Developer experiences are at the heart of GitOps. This is because Git lets you leverage version control systems and enables the seamless management of infrastructure and configurations.

GitOps best practices, like DevOps, depend on CI/CD pipelines and code reviews to get the most out of them. This approach helps developers automate the entire infrastructure provisioning process. The Git repository will store all the source code and files.

You can also add the same principles to Kubernetes clusters, cloud apps, and server infrastructure. What’s more, GitOps, together with DevSecOps, will make it easier to hold development teams accountable by establishing a single source of truth for them to follow.

For example, DevOps teams have the opportunity to identify and rectify bugs or potential divergences sooner, helping the team shift security further left. Whenever developers leverage this approach, it helps minimize downtimes and accelerates dependable deployments.

As Git is a popular configuration management tool, your deployment teams probably use it already. To support infrastructure as code in the Git repository, all they must do is configure the CI/CD pipeline. The same applies to adding an infrastructure repo into the delivery pipeline.

hire DevSecOps team How DevSecOps works

5. The Growth of Microservice Architecture

The shift from massive, inflexible systems that limit compatibility to lightweight, agile software has increased DevOps and DevSecOps adoption. As architectures such as containers become mainstream, it’s now easier than ever for developers to code, debug and deploy software quickly and work collaboratively. 

Microservice architecture offers the benefit of quickly installing, running, and maintaining systems and is a catalyst to greater DevOps adoption. Containers, on the other hand, spur DevSecOps adoption.

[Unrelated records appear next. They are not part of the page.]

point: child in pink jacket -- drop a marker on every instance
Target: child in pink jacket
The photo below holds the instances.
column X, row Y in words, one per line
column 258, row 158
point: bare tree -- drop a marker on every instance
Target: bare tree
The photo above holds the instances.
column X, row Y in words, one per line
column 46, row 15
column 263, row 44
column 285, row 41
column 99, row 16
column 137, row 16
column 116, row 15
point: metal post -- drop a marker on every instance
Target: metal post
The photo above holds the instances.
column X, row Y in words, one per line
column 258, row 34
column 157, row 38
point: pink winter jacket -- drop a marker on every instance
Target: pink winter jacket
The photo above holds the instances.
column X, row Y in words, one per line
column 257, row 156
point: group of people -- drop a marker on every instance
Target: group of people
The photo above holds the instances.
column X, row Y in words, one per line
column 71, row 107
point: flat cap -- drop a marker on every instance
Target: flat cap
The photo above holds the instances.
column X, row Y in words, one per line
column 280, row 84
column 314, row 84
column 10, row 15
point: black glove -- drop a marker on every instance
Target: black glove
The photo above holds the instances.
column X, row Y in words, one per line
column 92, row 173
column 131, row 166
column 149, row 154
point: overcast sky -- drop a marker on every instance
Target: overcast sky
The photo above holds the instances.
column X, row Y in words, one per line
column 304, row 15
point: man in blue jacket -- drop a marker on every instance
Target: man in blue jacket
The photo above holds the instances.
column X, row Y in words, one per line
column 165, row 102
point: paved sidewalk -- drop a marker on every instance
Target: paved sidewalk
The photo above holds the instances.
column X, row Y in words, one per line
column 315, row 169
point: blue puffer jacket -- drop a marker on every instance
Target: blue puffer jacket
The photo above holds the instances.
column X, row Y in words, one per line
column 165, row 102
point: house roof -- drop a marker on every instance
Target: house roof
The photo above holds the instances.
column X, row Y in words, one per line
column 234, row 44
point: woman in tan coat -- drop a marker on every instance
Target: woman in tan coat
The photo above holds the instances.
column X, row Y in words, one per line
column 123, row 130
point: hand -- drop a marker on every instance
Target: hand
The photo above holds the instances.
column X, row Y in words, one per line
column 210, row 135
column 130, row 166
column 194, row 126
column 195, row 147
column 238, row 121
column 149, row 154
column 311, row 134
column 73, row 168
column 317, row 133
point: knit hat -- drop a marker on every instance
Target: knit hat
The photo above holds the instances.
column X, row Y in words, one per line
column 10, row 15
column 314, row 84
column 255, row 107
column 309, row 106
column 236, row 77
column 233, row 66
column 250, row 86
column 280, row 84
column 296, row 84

6. Explosion of Zero-Day Attacks

Zero-day exploits used to occur because of poor code quality and advanced techniques employed by threat actors. However, these days, hackers don’t spend time pouring over lines of code to find flaws or find unpatched vulnerabilities. Instead, they tailor their malware code for it. 

So, we can expect more bots looking for disclosed vulnerabilities before the implementation of patches at specific organizations. Until DevSecOps is the norm, we can expect more successful zero-day attacks.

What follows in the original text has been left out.